Another risk is that we're likely to see some profit taking in some of our best performers. During times of market stress investors love to sell their winners. In gardening parlance, they're digging up the flowers and watering the weeds.
It looks like we've headed into a rate hike cycle in the US. Very often we experience an initial pull back in equity markets after a first rate rise, only to rally later in the year.
Having said that, some parts of the market are close to crisis and it's hard to know where to turn for expert advice.

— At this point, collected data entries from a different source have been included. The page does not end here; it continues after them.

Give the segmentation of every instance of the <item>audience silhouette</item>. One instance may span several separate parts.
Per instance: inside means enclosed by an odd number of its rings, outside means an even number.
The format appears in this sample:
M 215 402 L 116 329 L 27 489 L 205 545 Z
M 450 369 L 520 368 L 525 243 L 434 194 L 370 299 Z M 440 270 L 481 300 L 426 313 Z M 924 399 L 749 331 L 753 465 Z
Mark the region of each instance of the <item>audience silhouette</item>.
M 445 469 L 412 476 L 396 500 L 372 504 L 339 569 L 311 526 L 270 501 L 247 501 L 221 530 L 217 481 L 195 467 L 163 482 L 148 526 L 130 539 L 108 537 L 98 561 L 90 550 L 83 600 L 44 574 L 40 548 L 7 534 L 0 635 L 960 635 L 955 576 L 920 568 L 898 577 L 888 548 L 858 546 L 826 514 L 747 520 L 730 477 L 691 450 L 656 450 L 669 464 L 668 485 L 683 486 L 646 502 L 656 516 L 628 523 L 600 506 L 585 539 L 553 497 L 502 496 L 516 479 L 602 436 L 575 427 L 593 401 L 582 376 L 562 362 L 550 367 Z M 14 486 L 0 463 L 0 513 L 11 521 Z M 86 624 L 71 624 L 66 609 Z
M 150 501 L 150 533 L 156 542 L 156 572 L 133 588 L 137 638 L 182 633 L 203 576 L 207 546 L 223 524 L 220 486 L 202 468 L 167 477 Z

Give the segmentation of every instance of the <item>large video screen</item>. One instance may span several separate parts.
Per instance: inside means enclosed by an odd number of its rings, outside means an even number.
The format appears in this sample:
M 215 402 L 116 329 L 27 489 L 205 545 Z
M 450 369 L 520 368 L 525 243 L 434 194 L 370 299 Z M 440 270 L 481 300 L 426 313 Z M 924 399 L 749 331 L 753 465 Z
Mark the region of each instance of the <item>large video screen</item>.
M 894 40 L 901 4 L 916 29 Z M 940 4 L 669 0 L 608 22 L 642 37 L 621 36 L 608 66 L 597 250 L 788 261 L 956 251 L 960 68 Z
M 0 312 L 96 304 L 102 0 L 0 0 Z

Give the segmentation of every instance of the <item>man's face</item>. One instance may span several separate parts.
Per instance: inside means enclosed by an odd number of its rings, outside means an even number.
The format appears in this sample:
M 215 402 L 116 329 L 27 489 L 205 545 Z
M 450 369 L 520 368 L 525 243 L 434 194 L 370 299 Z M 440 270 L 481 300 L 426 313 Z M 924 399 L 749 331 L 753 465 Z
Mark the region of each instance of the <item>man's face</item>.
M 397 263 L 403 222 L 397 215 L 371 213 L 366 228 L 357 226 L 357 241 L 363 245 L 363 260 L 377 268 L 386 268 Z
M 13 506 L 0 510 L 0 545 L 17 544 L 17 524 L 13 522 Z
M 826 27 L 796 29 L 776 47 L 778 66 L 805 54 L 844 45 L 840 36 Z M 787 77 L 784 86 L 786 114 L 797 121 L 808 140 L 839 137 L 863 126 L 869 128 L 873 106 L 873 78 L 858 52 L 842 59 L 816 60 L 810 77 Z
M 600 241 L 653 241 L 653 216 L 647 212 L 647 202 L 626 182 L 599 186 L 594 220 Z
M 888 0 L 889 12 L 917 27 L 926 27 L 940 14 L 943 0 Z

China was the catalyst for the most recent, the most toxic and the most contagious leg down in oil prices, in my opinion. It was contagious because margin calls and desperation for cash to pay debts are now infecting other sectors and asset classes.
And while lower food and energy prices are good for the consumers, in the medium- to longer-term investors are confused. A neutral investor sentiment is now at a 15-year high, while bullish sentiment hit a 10-year low.
What do you expect to drive returns?
In the short-term, we have a pressure release valve that is softening the blow of falling stock markets. Foreign currencies have been appreciating, which is easing the burden somewhat for UK investors who have invested in sterling. Returns earned abroad are given a boost when converted back into pounds.
And stock picking will still be the main driver of long-term returns. Our strategy of buying growth companies with positive earnings upgrade is working.
Stocks with accelerating earnings growth are out-performing and we're not running out of ideas. We have more ideas than we have space in the fund,. If we can weather the storm in the oil patch and stabilise economic growth in China and other major economies I think the future is very exciting.
* Source: FE Analytics, 01/01/2015 – 31/12/2015
Past performance is not a reliable guide to future returns. You may not get back the amount originally invested, and tax rules can change over time. James' views are his own and do not constitute financial advice.